# Last Friday



## Ek3333 (Oct 22, 2015)

Friday


----------



## Wildgoose (Feb 11, 2019)

What was happening in your city?


----------



## Ek3333 (Oct 22, 2015)

Wildgoose said:


> What was happening in your city?


March BLM , anytime when protests or march I make good money


----------



## Wildgoose (Feb 11, 2019)

Ek3333 said:


> March BLM , anytime when protests or march I make good money


Of course, some wanted to join the march and some people wanted to get back to their cars.


----------



## ariel5466 (May 16, 2019)

Ek3333 said:


> View attachment 504863
> Friday


Yeah but that's SE DC and PG County. There's a reason the surge is that high. I would want @Ozzyoz's vest if I was driving there. And during a protest? No thank you.


----------



## MikhailCA (Dec 8, 2019)

Wildgoose said:


> Of course, some wanted to join the march and some people wanted to get back to their cars.


And some people want to get to **** out from this area


----------



## Ek3333 (Oct 22, 2015)

Same day last Friday it's only beginning.


----------



## Another Uber Driver (May 27, 2015)

The money was good. I worked, but I drove the cab. I was not going to try to find passengers in that crowd, especially those who were trying to ping you from closed streets. I had a few Curb pings that I declined because they were in the closed-off area. If I am driving my cab, my customer is the one with his hand in the air. I did actually accept a few Curb pings, but those were from customer smart enough to figure out that they should get to a street where I could fetch them.

Sadly, many people did not heed the warnings and drove into the city. It was the usual diverted traffic that moves two inches, *SLAM on the brakes*; two inches, *SLAM on the brakes*; two inches, *SLAM on the brakes; *two inches, *SLAM** on the brakes*. I know traffic patterns when the police close streets, so I stayed away from the streets that were clogged with morons who will not or can not undertand what happens when streets get closed.

Across the Anacostia and Prince George's County are always surging because fewer drivers will work those neighbourhoods.
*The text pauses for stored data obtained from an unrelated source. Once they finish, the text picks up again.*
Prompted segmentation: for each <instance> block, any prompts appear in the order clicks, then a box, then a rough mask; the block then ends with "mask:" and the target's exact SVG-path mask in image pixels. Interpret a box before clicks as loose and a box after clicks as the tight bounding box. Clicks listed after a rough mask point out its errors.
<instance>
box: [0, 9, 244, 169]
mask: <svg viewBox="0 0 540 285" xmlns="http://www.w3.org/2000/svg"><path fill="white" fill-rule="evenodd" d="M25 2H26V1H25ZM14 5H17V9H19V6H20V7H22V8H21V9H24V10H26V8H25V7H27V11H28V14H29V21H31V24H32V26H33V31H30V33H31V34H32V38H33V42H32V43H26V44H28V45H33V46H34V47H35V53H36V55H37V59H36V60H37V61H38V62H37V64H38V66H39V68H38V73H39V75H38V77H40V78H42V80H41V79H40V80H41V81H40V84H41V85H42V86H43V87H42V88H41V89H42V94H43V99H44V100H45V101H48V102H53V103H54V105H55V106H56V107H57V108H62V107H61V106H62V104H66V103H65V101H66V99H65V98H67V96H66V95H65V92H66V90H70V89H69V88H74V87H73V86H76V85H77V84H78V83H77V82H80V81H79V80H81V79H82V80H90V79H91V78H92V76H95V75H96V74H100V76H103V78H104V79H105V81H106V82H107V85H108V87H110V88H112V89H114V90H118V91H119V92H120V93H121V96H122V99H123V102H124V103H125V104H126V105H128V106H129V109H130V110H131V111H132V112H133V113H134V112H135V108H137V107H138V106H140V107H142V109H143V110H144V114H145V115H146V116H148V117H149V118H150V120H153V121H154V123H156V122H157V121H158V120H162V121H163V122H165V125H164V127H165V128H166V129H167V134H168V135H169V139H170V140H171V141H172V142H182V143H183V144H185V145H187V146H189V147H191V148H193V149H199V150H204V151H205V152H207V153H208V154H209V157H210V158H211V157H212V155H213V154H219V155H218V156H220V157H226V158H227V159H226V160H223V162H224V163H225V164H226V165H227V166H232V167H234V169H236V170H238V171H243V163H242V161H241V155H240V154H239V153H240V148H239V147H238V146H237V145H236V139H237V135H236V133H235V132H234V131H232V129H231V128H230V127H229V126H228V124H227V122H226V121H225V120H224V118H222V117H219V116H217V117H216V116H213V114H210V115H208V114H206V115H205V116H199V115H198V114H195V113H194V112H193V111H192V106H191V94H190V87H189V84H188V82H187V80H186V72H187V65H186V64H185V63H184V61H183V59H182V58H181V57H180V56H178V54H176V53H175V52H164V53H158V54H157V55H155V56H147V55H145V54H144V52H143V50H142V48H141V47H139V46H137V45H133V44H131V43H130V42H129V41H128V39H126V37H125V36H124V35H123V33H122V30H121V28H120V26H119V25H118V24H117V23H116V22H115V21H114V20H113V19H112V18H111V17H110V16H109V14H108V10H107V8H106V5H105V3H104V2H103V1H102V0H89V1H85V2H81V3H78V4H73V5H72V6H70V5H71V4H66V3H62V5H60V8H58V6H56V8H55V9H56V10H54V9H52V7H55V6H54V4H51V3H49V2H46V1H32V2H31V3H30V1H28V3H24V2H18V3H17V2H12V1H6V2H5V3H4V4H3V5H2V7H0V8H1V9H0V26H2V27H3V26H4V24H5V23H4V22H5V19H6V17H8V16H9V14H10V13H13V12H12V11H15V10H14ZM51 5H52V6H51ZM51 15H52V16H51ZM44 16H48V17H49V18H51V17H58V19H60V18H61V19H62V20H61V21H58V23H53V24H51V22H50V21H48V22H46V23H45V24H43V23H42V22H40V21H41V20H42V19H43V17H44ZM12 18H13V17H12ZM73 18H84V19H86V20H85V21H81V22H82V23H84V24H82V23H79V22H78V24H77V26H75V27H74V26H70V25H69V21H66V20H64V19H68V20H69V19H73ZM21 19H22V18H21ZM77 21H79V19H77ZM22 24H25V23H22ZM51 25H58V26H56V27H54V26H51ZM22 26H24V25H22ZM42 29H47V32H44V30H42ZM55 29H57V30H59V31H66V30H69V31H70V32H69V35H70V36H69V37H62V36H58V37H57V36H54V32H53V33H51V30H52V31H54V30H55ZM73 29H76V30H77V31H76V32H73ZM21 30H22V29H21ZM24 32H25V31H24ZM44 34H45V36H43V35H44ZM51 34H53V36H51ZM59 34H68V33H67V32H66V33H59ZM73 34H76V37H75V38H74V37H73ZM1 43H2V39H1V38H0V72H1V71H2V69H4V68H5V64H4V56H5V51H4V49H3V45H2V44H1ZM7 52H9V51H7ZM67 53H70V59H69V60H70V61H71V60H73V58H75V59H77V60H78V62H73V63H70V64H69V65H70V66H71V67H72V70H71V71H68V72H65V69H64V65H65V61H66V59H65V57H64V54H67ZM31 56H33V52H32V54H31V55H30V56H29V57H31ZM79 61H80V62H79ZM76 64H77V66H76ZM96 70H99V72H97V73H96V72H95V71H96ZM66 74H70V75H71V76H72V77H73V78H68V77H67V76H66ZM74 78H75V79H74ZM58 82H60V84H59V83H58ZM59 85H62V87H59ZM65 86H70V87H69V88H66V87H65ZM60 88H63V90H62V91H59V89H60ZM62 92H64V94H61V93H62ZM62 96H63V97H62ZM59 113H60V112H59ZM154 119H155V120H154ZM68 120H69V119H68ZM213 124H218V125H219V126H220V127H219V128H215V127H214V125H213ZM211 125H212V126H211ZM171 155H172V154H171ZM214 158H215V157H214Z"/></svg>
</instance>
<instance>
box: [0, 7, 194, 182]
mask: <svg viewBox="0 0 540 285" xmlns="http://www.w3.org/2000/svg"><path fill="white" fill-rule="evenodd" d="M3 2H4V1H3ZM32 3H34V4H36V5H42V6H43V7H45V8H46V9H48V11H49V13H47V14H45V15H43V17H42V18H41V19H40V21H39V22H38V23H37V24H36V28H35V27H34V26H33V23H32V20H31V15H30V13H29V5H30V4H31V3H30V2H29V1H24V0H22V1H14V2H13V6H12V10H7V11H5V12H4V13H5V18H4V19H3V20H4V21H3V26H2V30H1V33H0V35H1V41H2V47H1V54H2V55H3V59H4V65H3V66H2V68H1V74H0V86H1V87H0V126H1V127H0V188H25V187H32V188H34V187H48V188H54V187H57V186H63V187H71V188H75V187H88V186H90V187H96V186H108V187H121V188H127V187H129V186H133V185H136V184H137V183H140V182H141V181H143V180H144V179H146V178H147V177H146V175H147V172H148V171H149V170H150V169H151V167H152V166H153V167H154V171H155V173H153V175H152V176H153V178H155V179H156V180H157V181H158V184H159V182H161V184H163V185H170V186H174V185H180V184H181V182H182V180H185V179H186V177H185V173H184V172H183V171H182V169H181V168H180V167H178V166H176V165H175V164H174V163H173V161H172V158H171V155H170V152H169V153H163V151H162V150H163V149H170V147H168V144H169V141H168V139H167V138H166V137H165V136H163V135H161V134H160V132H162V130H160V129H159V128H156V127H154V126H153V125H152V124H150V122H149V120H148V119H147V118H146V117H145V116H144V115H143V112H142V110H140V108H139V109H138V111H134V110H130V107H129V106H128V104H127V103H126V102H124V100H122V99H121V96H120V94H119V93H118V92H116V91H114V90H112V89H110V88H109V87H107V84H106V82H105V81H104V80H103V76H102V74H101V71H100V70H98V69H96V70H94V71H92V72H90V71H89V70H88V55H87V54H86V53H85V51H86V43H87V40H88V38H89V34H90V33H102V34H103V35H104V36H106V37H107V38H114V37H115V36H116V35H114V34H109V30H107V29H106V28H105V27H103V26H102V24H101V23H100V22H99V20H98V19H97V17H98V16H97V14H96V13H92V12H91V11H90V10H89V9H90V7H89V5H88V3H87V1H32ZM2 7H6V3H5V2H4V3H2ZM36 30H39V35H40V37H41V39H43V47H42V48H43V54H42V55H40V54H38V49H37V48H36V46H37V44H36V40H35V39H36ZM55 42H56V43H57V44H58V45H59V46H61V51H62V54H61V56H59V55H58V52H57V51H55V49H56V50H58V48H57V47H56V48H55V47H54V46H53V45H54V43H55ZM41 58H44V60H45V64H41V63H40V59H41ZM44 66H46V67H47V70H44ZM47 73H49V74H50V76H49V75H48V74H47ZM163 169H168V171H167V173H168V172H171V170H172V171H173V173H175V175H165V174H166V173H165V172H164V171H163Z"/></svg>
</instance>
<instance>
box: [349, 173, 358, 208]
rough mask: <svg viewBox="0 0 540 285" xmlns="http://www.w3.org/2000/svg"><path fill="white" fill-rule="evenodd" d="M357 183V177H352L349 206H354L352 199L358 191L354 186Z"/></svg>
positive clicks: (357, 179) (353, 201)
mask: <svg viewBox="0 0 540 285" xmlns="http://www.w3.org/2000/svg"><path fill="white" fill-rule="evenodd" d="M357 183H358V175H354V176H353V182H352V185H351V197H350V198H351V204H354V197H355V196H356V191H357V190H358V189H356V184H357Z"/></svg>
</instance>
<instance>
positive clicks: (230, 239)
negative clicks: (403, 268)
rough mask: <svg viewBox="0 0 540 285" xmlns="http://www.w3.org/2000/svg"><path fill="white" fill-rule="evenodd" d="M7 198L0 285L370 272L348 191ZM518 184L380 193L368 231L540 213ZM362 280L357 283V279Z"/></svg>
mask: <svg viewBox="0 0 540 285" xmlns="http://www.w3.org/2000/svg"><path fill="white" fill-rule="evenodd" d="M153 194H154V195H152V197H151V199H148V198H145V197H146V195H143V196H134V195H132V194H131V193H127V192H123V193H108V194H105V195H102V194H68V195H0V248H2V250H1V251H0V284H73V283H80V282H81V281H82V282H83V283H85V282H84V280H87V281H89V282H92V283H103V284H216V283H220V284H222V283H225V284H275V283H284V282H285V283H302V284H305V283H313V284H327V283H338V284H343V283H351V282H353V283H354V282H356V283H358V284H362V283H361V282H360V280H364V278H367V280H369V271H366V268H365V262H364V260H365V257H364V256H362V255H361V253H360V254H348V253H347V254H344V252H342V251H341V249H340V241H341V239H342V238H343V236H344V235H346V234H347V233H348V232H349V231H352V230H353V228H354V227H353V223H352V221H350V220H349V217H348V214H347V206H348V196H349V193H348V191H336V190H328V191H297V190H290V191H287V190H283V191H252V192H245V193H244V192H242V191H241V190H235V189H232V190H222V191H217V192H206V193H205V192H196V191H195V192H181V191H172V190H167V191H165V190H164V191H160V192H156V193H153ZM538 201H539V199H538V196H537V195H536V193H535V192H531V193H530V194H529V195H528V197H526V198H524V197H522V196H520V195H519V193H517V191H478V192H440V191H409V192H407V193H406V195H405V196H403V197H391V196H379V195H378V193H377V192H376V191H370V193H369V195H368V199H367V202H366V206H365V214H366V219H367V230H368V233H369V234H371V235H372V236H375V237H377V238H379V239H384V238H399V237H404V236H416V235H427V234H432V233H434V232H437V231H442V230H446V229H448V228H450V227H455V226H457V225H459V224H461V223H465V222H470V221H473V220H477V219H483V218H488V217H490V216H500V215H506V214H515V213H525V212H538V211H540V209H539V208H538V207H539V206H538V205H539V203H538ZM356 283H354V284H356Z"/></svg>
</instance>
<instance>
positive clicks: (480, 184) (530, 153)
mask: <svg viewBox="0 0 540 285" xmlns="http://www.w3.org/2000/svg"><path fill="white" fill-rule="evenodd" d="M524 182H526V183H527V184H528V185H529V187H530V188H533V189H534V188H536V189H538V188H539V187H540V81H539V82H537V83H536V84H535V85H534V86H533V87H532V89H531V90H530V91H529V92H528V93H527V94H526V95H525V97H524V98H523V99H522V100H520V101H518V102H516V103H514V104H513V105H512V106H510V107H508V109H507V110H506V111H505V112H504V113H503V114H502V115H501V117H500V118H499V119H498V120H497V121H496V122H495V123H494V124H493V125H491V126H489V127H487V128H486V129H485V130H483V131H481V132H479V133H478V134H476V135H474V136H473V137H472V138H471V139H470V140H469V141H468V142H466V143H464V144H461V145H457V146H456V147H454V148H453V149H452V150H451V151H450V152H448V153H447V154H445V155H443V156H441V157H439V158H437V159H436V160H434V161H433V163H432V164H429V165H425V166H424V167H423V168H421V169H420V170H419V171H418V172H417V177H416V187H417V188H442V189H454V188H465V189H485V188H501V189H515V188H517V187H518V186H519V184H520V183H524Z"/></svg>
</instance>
It was the same in the cab business.


----------



## Valar Dohaeris (May 25, 2019)

Ek3333 said:


> Same day last Friday it's only beginning.
> View attachment 504916


These are the people protesting against a capitalist system of oppression right?


----------



## Kurt Halfyard (Dec 13, 2017)

Is Toronto the last market left where we get surge MULTIPLIERS rather than Flat$-amounts?


----------



## SHalester (Aug 25, 2019)

Kurt Halfyard said:


> Is Toronto the last market left where we get surge MULTIPLIERS


Calif is multipliers. Real and driver created.


----------



## NauticalWheeler (Jun 15, 2019)

Kurt Halfyard said:


> Is Toronto the last market left where we get surge MULTIPLIERS rather than Flat$-amounts?


How high do they go these days?



Ek3333 said:


> Same day last Friday it's only beginning.
> View attachment 504916


That's it, I'm moving to DC


----------



## Kurt Halfyard (Dec 13, 2017)

NauticalWheeler said:


> How high do they go these days?


Not particularly high. I've seen as high as 3x but they are unicorn rides. Mostly 1.2-1.7x in the core of the city. But it is daily during key rush times and some events.


----------



## ivangradjanin (Sep 15, 2020)

But I am waiting for trip maybe... an hour


----------



## RideShare_Hustler (Jun 18, 2020)

I rarely get surges anymore, they are mostly random.


----------



## TX Uber Ant (Aug 24, 2019)

NauticalWheeler said:


> How high do they go these days?
> 
> 
> That's it, I'm moving to DC


In your market you will never get higher than a 5.0 and they are pretty rare. Most of the time it is 2.5-3.0.


----------